ATHENS – Greece may still be broke, but it’s not in technical default anymore. The ratings agency Standard & Poor’s raised the country’s credit grade to low-speculative on May 2, taking it out of default as expected, after Greece imposed losses of 74 percent on private investors to write down its debt by $134 billion. That means that while investors took a huge hit, the agency nonetheless felt lowering the debt was more important even it has frightened off future investments.
But warnings about the country’s shaky economic condition remain as Greece still has nearly $460 billion in debt and can no longer borrow from the private markets, being dependent on the Troika of the European Union-International Monetary Fund-European Central Bank (EU-IMF-ECB) for two bailouts totaling $325 billion, which will take generations to repay.
“While the exchange has, in our view, alleviated near-term funding pressures, Greece’s sovereign debt burden remains high,” S&P cautioned as it raised the credit rating to CCC, with a stable outlook. The rating firm warned that the recession and the May 6 general election were posing risks to fiscal adjustments needed to further cut Greece’s debt. “The ratings could be lowered if we believe that there is a likelihood of a distressed exchange on Greece’s remaining stock of commercial debt,” it said in a statement.
In March, the ratings agency Fitch gave Greece a B-rating, meaning it is still speculative and risky, but also lifting the country a notch above default after Greece completed the so-called Private Sector Investment (PSI) deal that included forcing losses on small bondholders, including those in the Diaspora, who put their savings into trying to help their homeland only to find they were nearly wiped out.
The PSI was concocted by Greece’s interim Prime Minister Lucas Papademos, a former ECB Vice-President, and former Finance Minister Evangelos Venizelos, who had promised not to punish small bondholders and those in the Diaspora who responded to calls to help Greece by investing their savings. Venizelos is now the leader of the PASOK Socialists party and its candidate for Prime Minister against New Democracy Conservative leader Antonis Samaras, who has promised to try to return the lost monies to small bondholders if elected.

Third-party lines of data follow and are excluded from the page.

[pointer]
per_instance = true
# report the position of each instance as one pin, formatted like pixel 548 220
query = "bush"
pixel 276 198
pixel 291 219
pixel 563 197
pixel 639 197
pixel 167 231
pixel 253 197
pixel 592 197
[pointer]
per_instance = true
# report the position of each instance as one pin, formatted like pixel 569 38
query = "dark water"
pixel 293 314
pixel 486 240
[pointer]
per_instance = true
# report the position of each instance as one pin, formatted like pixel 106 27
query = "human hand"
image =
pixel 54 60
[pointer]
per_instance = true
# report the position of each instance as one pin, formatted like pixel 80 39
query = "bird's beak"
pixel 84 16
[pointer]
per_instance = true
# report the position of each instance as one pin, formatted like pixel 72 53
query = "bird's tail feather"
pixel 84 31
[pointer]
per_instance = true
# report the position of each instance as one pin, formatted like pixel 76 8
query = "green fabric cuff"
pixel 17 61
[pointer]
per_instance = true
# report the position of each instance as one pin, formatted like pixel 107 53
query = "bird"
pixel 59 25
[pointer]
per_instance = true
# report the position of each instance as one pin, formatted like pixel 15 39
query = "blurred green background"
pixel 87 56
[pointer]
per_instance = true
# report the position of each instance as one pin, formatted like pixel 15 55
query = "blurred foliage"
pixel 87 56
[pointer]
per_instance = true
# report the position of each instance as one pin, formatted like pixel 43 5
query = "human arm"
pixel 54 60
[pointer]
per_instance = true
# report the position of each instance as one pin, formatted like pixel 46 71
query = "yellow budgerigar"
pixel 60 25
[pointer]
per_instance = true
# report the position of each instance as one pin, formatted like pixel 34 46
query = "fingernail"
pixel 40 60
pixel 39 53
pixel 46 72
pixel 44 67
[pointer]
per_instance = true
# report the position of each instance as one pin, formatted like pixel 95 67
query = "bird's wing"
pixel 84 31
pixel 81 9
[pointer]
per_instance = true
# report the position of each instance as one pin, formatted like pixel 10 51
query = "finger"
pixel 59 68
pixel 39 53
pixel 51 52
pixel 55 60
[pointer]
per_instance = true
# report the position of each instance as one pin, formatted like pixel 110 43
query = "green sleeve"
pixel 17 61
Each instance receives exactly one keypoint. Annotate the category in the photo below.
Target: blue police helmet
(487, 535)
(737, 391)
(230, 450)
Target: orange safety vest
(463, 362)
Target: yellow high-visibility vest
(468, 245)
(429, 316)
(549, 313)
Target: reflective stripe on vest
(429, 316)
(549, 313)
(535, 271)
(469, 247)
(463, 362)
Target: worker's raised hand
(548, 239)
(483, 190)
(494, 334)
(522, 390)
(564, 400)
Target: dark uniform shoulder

The improved rating also comes as a result of the government continuing to impose harsh austerity measures on its workers through big pay cuts, tax hikes, slashed pensions, reducing the minimum wage 22-32 percent and promising to fire 150,000 workers over the next three years.
The Greek government is committed to implementing a tough deficit-reduction program, largely based on tax increases, improved tax collection, state asset privatizations and cuts in government spending. But the new government is faced with either raising $15 billion in new revenues during a deep recession of 21.8 percent unemployment and with more than 111,000 businesses closed, or making the equivalent in cuts. S&P said its assigned CCC rating reflects the reduction and the improved maturity of Greece’s sovereign debt, brought about by the distressed debt exchange, while taking into account the significant stress Greece’s economy faces.